PLATE 34.
CHRISTINA OF DENMARK, DUCHESS OF MILAN
Oils. National Gallery
[Lent by the Duke of Norfolk]
Click to [ENLARGE]

The portrait is nearly life-size. Over a plain black satin dress she wears a gown of the same material, lined with yellow sable. Her hair is entirely concealed by a black hood. At her throat and wrists are plain cambric frills. The ranging scale of tawny tones—in the floor, the gloves, the fur, the golden glint in her brown eyes—and the one ruby, on her hand, are the only colours, except those of her fresh young lips and skin and the black and white of her costume. "She is not so white as the late Queen," wrote Hutton, "but she hath a singular good countenance, and when she chanceth to smile there appeareth two pits in her cheeks and one in her chin, the which becometh her excellently well."

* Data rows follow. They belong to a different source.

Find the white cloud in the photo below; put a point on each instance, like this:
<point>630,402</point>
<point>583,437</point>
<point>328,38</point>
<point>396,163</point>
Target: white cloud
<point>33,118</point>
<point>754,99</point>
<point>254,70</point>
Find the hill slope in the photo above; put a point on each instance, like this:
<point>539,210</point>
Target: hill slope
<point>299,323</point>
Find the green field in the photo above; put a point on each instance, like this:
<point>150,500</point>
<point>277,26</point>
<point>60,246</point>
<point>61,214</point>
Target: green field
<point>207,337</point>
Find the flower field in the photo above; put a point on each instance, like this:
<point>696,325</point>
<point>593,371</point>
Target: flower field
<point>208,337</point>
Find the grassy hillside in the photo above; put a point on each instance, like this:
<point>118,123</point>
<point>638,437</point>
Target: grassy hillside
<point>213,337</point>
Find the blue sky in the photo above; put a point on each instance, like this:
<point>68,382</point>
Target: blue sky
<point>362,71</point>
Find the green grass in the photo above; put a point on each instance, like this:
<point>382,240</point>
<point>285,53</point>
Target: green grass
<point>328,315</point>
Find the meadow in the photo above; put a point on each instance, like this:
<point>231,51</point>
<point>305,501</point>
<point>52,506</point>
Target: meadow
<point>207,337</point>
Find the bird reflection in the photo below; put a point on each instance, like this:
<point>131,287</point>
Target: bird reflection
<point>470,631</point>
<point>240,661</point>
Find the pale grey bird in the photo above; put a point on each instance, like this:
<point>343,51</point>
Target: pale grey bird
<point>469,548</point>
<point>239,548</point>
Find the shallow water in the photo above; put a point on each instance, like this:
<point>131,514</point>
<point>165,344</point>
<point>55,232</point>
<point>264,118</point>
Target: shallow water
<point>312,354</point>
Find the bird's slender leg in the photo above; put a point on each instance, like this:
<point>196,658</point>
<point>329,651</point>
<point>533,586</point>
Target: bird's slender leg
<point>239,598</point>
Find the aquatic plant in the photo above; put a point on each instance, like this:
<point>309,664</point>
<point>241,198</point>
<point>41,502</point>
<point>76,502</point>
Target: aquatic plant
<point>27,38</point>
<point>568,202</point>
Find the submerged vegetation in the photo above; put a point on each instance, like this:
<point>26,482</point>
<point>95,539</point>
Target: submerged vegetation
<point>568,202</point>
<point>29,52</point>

It is easy to believe that they did, but her dimples did not chance for Henry VIII. Whether she really sent him, along with her picture, the witty refusal credited to her—that she had but one head; had she two, one should be at His Majesty's service—or whether it was the Emperor's doing entirely that his niece married the Duke of Lorraine instead of the man whose first wife had been Charles V.'s aunt, there is, at all events, a soft lurking devil in the demure little face which seems to whisper that the answer was one which she could have made an' she would.

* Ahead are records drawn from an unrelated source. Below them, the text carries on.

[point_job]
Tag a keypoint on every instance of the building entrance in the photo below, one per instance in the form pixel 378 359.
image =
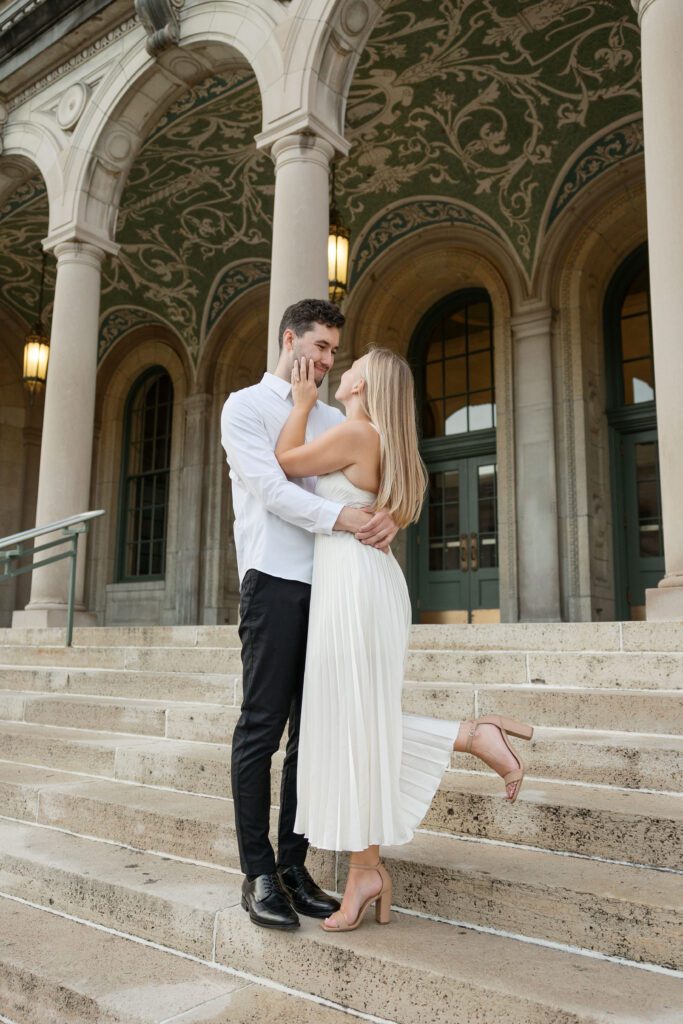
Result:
pixel 454 548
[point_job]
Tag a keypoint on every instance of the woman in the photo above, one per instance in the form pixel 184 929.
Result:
pixel 367 773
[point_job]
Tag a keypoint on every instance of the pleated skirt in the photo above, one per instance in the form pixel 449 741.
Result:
pixel 367 772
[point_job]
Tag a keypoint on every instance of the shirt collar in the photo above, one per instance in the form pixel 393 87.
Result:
pixel 276 384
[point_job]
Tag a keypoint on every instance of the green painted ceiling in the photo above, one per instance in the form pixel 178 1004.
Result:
pixel 493 112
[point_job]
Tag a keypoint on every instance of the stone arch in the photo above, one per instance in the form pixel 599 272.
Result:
pixel 27 146
pixel 329 38
pixel 386 306
pixel 584 250
pixel 139 88
pixel 20 427
pixel 139 350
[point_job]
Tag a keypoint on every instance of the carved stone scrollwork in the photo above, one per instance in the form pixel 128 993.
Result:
pixel 72 104
pixel 3 120
pixel 160 19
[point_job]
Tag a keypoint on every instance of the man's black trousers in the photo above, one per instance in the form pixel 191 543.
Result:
pixel 273 626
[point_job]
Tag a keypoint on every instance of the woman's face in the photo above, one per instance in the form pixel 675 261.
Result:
pixel 350 379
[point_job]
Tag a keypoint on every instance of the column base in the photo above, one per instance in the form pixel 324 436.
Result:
pixel 45 619
pixel 664 604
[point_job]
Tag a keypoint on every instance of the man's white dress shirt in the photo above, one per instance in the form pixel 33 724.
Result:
pixel 274 518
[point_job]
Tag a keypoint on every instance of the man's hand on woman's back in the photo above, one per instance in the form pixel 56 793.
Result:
pixel 375 528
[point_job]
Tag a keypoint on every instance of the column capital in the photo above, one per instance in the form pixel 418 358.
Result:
pixel 301 146
pixel 197 403
pixel 76 235
pixel 302 125
pixel 640 6
pixel 79 252
pixel 532 322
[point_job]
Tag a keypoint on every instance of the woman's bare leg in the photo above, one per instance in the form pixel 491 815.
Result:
pixel 359 885
pixel 489 747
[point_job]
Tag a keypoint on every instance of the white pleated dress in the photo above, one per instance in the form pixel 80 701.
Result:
pixel 367 773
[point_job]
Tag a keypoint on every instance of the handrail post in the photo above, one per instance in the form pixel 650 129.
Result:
pixel 12 549
pixel 73 532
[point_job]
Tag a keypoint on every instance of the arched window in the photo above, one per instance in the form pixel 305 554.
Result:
pixel 144 482
pixel 458 359
pixel 453 559
pixel 632 418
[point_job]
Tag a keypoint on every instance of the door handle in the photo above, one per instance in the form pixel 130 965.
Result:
pixel 474 552
pixel 463 553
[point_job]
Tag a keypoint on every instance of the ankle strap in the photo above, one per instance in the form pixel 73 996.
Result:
pixel 470 737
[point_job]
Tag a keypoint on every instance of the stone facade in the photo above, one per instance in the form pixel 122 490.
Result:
pixel 175 166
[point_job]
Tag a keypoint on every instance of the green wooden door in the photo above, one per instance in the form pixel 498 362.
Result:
pixel 457 542
pixel 632 417
pixel 643 548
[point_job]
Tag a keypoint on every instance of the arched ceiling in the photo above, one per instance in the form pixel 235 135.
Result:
pixel 494 113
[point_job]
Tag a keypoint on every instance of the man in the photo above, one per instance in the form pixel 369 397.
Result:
pixel 274 523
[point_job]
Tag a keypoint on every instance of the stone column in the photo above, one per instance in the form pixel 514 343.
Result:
pixel 300 227
pixel 66 456
pixel 191 508
pixel 662 29
pixel 538 541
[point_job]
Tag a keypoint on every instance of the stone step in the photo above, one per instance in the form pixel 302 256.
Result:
pixel 417 970
pixel 207 723
pixel 637 711
pixel 624 710
pixel 172 659
pixel 201 687
pixel 528 892
pixel 628 826
pixel 45 979
pixel 590 904
pixel 414 971
pixel 626 759
pixel 615 670
pixel 636 670
pixel 635 826
pixel 183 765
pixel 636 636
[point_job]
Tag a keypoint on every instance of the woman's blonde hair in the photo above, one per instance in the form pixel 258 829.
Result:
pixel 388 399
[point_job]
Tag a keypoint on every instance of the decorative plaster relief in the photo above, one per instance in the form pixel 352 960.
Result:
pixel 354 16
pixel 4 114
pixel 75 61
pixel 72 104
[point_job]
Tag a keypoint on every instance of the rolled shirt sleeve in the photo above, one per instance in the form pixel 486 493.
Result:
pixel 251 457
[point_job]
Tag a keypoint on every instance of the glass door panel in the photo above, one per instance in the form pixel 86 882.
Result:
pixel 642 517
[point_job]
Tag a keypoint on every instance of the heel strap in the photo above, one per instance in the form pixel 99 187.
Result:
pixel 470 737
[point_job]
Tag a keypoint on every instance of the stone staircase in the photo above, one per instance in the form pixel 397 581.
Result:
pixel 119 870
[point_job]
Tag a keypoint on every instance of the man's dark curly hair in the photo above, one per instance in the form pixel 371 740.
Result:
pixel 301 315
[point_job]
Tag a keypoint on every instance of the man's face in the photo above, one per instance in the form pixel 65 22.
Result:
pixel 321 344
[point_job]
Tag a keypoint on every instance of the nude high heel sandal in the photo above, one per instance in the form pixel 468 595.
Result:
pixel 382 902
pixel 506 725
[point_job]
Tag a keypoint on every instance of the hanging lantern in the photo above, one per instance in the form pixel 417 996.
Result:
pixel 338 246
pixel 37 348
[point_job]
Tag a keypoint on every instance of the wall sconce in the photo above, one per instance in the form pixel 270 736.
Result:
pixel 36 347
pixel 338 246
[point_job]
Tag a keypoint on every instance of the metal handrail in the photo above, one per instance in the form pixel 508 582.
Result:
pixel 12 549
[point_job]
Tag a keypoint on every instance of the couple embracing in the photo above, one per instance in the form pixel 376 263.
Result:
pixel 325 620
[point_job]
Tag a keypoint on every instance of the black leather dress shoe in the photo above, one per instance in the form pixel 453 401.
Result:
pixel 306 897
pixel 266 902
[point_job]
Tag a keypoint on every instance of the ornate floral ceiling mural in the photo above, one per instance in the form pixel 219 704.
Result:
pixel 481 103
pixel 488 112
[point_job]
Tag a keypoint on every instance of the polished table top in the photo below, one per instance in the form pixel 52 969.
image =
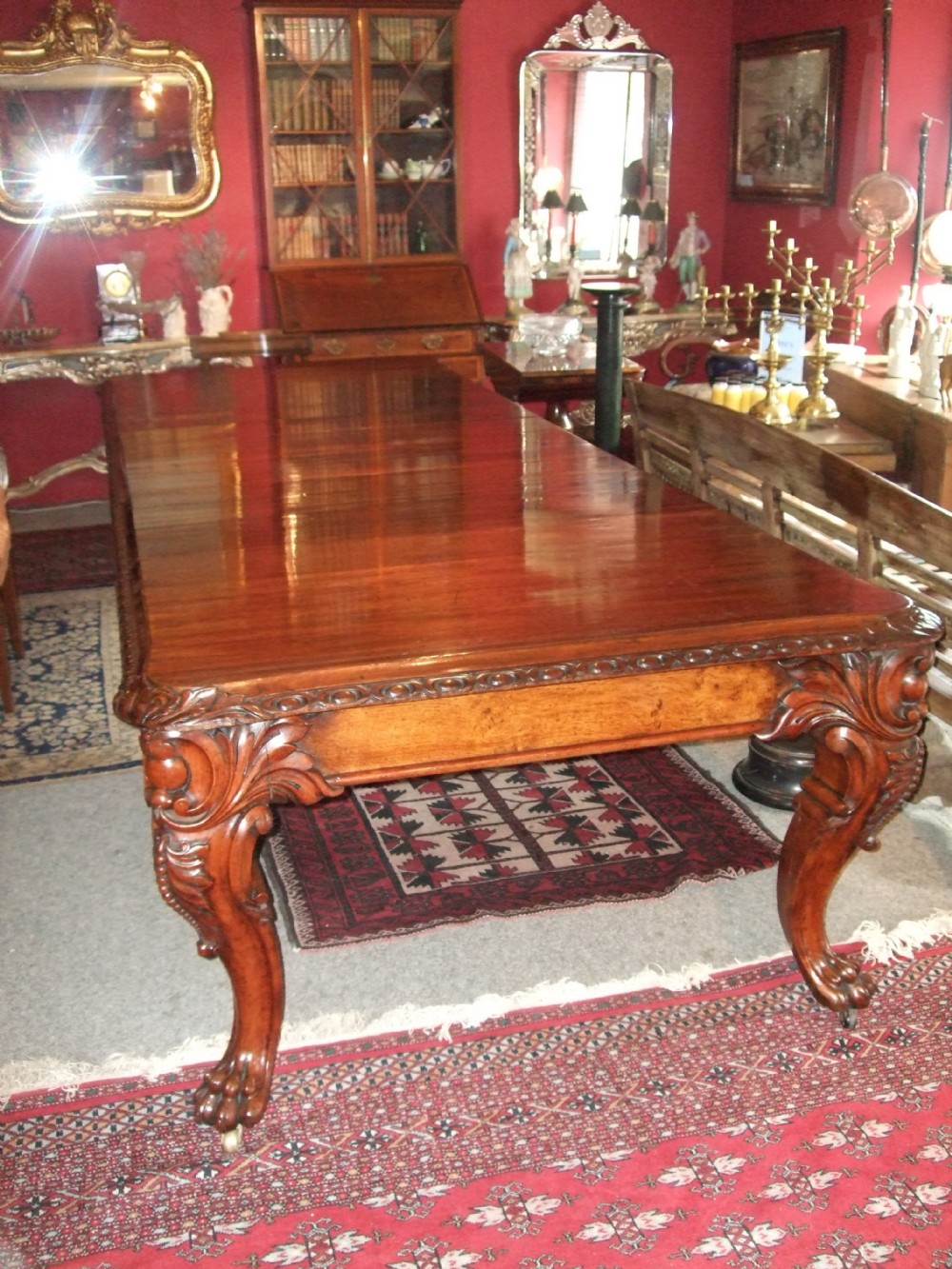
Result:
pixel 331 575
pixel 297 532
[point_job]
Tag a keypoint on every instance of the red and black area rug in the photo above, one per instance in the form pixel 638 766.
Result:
pixel 737 1126
pixel 418 853
pixel 71 559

Van Mander heard from Holbein's circle a story which modern pedantry is inclined to flout. This is, that when an irate nobleman wanted the painter punished for an affront, the King hotly exclaimed:—"Understand, my lord, that I can make seven earls out of as many hinds, any day; but out of seven earls I could not make one such painter as this Holbein." An eminently ben-trovato story, at all events. And certain it is that the painter stood sufficiently high in the royal favour to be despatched on some special private mission for the King in the summer of 1538, of which the secret was so well kept that nothing beyond the record of payment for it has ever transpired.

From this date Holbein's name is regularly down in the Royal Accounts. The amounts drawn total, it has been computed, about £360 in present value, and would make an agreeable annual addition to his other earnings. So that it is little wonder he was not tempted by the small sum offered by the Basel Council in 1532. But in 1538 the Council greatly increased the old offer, and was so anxious to have him among her citizens that the painter seized the opportunity of his secret mission to Upper Burgundy, whatever it was, to pay a flying visit to Basel in the interests of his family.

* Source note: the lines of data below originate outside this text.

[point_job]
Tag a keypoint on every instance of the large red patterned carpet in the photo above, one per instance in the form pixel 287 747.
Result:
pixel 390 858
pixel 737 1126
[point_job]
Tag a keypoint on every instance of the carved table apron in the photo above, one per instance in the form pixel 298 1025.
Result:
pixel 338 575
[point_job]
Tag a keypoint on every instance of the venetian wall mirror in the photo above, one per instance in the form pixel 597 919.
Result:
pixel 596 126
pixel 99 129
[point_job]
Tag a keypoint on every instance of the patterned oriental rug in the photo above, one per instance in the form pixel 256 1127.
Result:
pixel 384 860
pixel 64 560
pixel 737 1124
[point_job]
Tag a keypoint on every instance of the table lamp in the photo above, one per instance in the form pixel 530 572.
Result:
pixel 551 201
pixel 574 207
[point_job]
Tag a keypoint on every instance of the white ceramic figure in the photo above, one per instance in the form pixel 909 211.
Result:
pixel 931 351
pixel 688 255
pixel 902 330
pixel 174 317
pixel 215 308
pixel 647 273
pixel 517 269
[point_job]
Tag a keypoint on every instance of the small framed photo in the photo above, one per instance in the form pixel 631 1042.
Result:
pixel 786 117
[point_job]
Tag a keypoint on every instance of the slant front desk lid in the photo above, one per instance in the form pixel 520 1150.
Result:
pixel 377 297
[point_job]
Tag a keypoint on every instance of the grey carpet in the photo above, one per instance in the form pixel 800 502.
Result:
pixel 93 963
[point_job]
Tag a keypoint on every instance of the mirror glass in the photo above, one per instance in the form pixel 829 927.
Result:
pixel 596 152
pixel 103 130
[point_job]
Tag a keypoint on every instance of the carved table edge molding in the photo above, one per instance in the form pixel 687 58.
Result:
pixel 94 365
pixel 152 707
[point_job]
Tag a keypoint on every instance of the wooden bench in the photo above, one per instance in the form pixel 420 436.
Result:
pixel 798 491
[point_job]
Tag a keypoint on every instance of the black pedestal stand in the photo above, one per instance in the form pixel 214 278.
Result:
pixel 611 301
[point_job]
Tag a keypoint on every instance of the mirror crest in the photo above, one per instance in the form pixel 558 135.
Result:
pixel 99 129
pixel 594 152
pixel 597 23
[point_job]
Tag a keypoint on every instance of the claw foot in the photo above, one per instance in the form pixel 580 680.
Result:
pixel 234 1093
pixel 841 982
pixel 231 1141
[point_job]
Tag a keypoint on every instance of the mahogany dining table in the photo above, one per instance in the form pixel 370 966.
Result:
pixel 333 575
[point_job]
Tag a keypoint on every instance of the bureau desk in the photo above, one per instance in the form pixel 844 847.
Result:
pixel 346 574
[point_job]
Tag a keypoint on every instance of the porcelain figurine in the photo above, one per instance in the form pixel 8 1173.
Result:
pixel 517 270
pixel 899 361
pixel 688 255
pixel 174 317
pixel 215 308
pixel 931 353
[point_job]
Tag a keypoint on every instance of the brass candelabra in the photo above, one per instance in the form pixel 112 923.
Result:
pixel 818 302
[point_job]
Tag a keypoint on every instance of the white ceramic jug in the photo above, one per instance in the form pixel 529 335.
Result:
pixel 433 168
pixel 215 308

His old companions of the Guild of St. Johann Vorstadt made this visit—when Holbein was back among them, as was noted, "in silk and velvet"—the occasion of a grand banquet in his honour. But the real motive for his visit was to arrange upon what terms he could meet the Council's wishes. The terms were far from ungenerous, as is shown by the contract which followed him back to London.

In this the Council bound itself, in consideration of the great honour of retaining in their city a painter "famous beyond all other painters on account of the riches of his art," and in further consideration of his promise to make no absence from Basel more prolonged than should be really necessary to carry his foreign commissions to their destination and receive his pay for them—to give him an annuity of fifty guldens, equally whether Holbein should be ill or well, but only during his own life. In addition to this, they granted him permission to make short visits to specified art-centres, of which Milan was one, "once, twice, or thrice, every year." And recognising the impossibility of his freeing himself from his English engagements in less than two years, they also granted him this interval before he need resume his residence at Basel; and engaged to pay forty guldens yearly to his wife, on his behalf, for each of these two years.

There is every probability that Holbein himself took a goodly sum to Basel to invest for his family's permanent benefit in one way and another. For it could only have been as a part of this gleaning for them that he drew—as the Account Books show that he did just at this juncture—a whole year's salary in advance from the Royal Exchequer; seeing that the same books prove that he was liberally paid for all his own expenses on the King's service, in addition to his regular salary.

Part of the sum he collected to take with him was doubtless used to apprentice his son Philip, now sixteen, to the goldsmith's trade. And that the father chose Paris for this purpose, where he left Philip on his return journey, might well be due either to his own estimation of Jerome David, to whom Philip was indentured, or to the fact that Benvenuto Cellini's presence at Paris afforded some advantage; or that his own promised return to Basel would make it preferable to have the lad on the same side of the Channel as all his family. And that Holbein fully intended to make the necessary and obvious sacrifice involved in exchanging London for Basel is also proved by a contemporary account. "His intention was," says his fellow-townsman, "had God lengthened his life, to paint many of his pictures again at his own expense, as well as the hall in the Rathaus. The paintings on the Haus zum Tanz he pronounced 'pretty good.'" But it was not to be.